3. What are you working on right now?

I am currently attending the last semester of the degree in Languages, Literatures and Cultures, at the Faculty of Arts of the University of Porto, in Portugal, and I intend to access, next year, the master’s degree in Education of Portuguese and English at the same faculty. Consequently, the illustration continues to be a hobby, and I dedicate less time to it than I would like. However, even though I am not studying or working, professionally, in the field of illustration, I continue to develop my artistic works. Right now, as for the visual arts, I am starting a new illustration, also inspired by another film by Studio Ghibli that left a deep influence on me, Spirited Away.

4. What do you deem the most relevant about your work? What is the most important to be remembered?
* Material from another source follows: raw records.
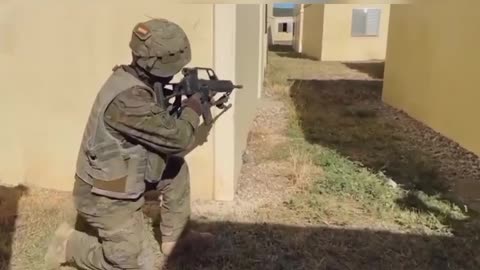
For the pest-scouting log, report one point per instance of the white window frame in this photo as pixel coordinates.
(366, 22)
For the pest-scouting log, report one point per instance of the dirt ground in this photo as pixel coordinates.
(332, 179)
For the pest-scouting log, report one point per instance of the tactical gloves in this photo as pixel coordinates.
(194, 102)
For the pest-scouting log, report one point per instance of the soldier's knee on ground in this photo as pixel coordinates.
(123, 253)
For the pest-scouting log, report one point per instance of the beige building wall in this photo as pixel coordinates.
(56, 57)
(298, 32)
(231, 131)
(326, 33)
(432, 61)
(313, 28)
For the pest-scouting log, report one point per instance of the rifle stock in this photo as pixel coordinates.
(191, 84)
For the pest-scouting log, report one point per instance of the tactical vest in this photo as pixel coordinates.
(103, 161)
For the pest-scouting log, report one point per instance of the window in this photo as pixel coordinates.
(365, 22)
(282, 27)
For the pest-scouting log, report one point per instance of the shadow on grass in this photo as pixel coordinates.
(349, 117)
(9, 200)
(272, 246)
(373, 69)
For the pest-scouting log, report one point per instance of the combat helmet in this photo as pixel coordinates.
(160, 47)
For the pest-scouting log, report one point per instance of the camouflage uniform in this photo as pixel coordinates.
(131, 142)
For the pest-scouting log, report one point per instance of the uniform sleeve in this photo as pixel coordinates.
(135, 115)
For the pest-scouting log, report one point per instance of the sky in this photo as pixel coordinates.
(284, 5)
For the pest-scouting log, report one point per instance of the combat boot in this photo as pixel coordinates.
(191, 240)
(57, 250)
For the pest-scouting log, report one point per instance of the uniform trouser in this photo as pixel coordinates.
(117, 240)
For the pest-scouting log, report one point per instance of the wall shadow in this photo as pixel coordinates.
(9, 202)
(280, 48)
(289, 52)
(373, 69)
(350, 117)
(271, 246)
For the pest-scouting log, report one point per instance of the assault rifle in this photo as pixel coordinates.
(191, 84)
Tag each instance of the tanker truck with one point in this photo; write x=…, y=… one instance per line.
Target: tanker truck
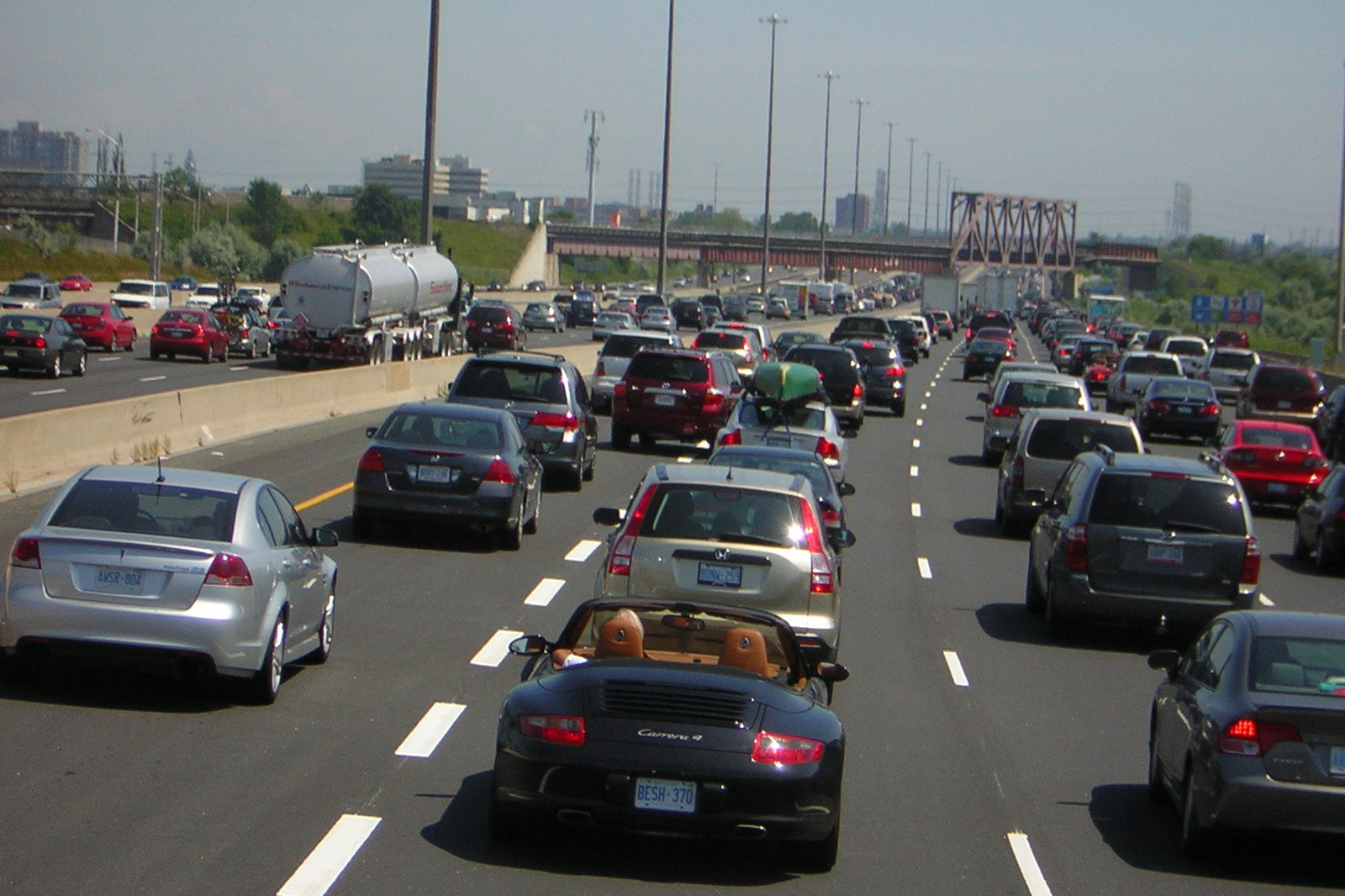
x=362, y=304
For me, the most relevant aspect of this illustration, as well as the others I do, is the fact that, simultaneously, painting is the most therapeutic activity I have, and that the result leaves me fully realized. In addition, this illustration is deeply symbolic, as this was the first Studio Ghibli film with which I had contact, and because I see myself completely in the protagonist, both in terms of her personality and her path.

5. Artists that have influenced your work?

The artist who most influenced this work and many of my others was, of course, Hayao Miyazaki, given that this canvas corresponds to my interpretation of one of the opening scenes of his 1989 Japanese animated film, Kiki’s Delivery Service.

However, among my other artistic influences are Johanna Basford, who influenced my taste for country and floral illustrations, and the illustrations of Animation Studios such as Walt Disney, Pixar and Ghibli.